Swarajya also points to China using its hard and fast ally in the neighbourhood, Pakistan: “Moreover, China has been prodding Pakistan to boost its ties with Bangladesh as part of Beijing’s sinister plan to isolate India in its neighbourhood. Pakistan’s Prime Minister Imran Khan called up Sheikh Hasina in the third week of July and raised the Kashmir issue with her.” This set alarm bells ringing in Delhi.

The paper continues about the Pakistan overture, “The development indicated that Pakistan, which has its share of sympathisers in Bangladesh’s political, bureaucratic, diplomatic and military establishments as well as in civil society, will aggressively woo Dhaka.

Also Read: Shringla's airdash: Did Bangladesh put its cards on the table?

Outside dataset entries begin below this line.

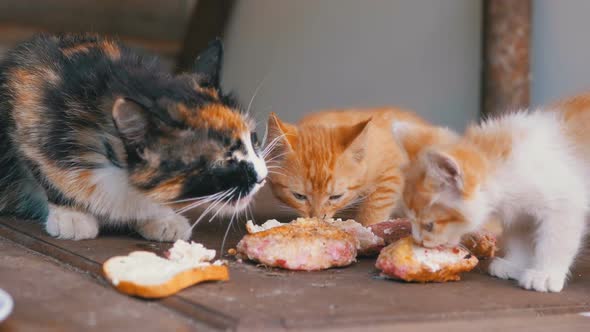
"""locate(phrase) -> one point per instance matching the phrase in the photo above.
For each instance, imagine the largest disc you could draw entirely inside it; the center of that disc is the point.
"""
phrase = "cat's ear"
(208, 64)
(354, 139)
(414, 137)
(280, 133)
(445, 169)
(131, 119)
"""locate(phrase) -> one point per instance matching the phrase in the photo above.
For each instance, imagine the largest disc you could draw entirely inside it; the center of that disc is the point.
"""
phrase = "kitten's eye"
(254, 138)
(336, 197)
(299, 196)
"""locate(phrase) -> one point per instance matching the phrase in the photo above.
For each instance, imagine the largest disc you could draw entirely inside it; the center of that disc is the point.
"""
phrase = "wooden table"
(57, 286)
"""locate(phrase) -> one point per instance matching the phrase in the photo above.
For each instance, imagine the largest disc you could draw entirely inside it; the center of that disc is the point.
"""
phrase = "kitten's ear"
(131, 119)
(208, 64)
(284, 134)
(414, 138)
(445, 169)
(354, 139)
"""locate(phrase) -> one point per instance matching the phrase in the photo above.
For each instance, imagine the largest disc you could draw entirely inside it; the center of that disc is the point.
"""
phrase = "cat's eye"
(254, 138)
(299, 196)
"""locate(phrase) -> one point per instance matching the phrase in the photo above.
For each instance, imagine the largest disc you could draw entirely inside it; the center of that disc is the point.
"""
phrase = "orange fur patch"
(330, 152)
(473, 166)
(111, 50)
(168, 189)
(214, 116)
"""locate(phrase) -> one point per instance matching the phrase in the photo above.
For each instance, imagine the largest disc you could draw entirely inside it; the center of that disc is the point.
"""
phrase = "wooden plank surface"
(257, 298)
(52, 297)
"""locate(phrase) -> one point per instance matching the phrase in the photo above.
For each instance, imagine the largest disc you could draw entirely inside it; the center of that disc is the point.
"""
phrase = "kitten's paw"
(503, 269)
(66, 223)
(167, 229)
(542, 281)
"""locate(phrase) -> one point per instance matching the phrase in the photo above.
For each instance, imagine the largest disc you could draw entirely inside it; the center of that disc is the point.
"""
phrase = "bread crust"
(180, 281)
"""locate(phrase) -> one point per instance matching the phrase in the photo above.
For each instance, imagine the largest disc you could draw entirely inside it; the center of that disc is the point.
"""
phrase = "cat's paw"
(66, 223)
(166, 229)
(503, 269)
(542, 281)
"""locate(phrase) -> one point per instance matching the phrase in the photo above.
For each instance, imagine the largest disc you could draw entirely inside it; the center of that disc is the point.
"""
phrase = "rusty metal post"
(506, 58)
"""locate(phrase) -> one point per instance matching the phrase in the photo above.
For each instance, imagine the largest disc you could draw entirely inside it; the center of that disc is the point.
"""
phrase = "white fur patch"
(544, 178)
(252, 157)
(115, 199)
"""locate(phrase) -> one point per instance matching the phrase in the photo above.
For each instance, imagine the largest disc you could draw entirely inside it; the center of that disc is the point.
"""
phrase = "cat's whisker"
(199, 203)
(278, 173)
(209, 209)
(227, 199)
(195, 203)
(268, 148)
(275, 157)
(229, 225)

“A senior official in the MEA said that Beijing is also very keen in stepping up military ties with Dhaka. Beijing is especially keen on forging close links between the navies of the two countries with the objective of gaining greater access to the Bay of Bengal.

“The People's Liberation Army (PLA) Navy has already established close ties with Myanmar and Thailand and its warships visit naval facilities in those two countries on a regular basis.”

There was a general feel of concern that if the PLA Navy could secure a foothold in Bangladesh, it will be able to keep a watch on Indian Navy’s activities and facilities in the Bay of Bengal, especially the strategically important Andaman and Nicobar Islands.

Swarajya reported that “all these developments prompted New Delhi to, as the senior MEA official put it, “inject a booster dose” in Indo-Bangla ties. Hence, Shringla was dispatched to Dhaka with a basket of proposals and promises.”